Ichinojo vs Takakeisho – Under normal conditions, Ichinojo represents nothing but square acreage to deliver overpowering tsuppari, leaving him a ripe, juicy target. But even in his COVID weakened state, I think Ichinojo may have the upper hand today against Takakeisho. Both men are 0-2, and 8 wins looks a long way from here.

Shodai vs Hokutofuji – Which Shodai shows up today? I want it to be the day 2 Shodai with the solid defense and the breakable ottsuke. The good news is that Hokutofuji’s lower body could care less. Even if Shodai can shut down Hokutofuji’s upper body thrusting offense, his legs and feet will find some way to make it competitive.

Takanosho vs Terunofuji – Takanosho actually has a 4-3 career advantage over Terunofuji. At this point, what are you going to do? The Kaiju hungers for more! With onigiri-kun being the next plate on the conveyor belt.

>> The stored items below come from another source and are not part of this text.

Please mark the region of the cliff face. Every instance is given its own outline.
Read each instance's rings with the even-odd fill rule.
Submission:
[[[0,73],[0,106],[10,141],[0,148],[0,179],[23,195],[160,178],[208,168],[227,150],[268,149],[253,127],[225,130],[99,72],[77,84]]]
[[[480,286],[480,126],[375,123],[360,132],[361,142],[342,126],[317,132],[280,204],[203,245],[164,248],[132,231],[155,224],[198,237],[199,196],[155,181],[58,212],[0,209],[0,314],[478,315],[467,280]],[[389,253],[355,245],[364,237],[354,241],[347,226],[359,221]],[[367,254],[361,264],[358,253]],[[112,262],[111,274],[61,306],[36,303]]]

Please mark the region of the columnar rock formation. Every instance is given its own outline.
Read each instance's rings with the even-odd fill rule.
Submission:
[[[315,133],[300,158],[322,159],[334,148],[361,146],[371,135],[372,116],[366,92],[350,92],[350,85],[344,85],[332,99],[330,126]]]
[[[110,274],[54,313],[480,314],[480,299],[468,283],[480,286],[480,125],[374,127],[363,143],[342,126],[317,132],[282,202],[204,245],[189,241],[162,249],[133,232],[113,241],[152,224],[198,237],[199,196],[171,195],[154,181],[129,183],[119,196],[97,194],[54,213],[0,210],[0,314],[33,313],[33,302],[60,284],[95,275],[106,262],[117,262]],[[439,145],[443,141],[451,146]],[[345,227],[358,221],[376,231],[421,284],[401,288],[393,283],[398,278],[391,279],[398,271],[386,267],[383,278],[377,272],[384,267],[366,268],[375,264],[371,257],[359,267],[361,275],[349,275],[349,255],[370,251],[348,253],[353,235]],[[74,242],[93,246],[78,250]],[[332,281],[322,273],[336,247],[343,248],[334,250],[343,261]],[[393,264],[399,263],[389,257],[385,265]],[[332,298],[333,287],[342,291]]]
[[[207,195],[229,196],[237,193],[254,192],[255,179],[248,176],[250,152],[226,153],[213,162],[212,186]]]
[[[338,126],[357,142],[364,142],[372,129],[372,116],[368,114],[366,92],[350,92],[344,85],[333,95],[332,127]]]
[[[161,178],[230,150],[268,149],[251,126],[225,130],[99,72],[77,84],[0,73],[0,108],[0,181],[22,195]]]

2 thoughts on “Aki Day 3 Preview

  1. I watched Takakeisho yesterday with your comment about if he could not prevail he is probably injured. He can’t push. Without being able to push, what does he have left? It worries me, and I wish I knew exactly what his injury was. As for Ichinojo, the cupping marks on his back indicate what’s up with him. I fear that his massive weight gain following his amazing early success put a crimp in his career. He’s lost some weight, but once the muscles in the back develop problems, the problem takes on a life of it’s own. Takayasu was also much smaller when he was on fire, and also has back problems. My husband and I often watch old matches in between bashos to stave off the withdrawal, and it never fails to amaze me. And the elder statesmen I have noticed have been on the smaller side, such as Aminishki, Takarafuju, and Tamawashi. And could Hakuho and beat the knee surgery is he was much larger? I doubt it.

  2. Speaking of weight, how often are the rikishi reweighed? On GSH, a few numbers have moved — Ichinojo, Tsurigisho and Tochinoshin are up, Chiyomaru is down; not sure if there are others — but they seem to be the same for quite a few basho.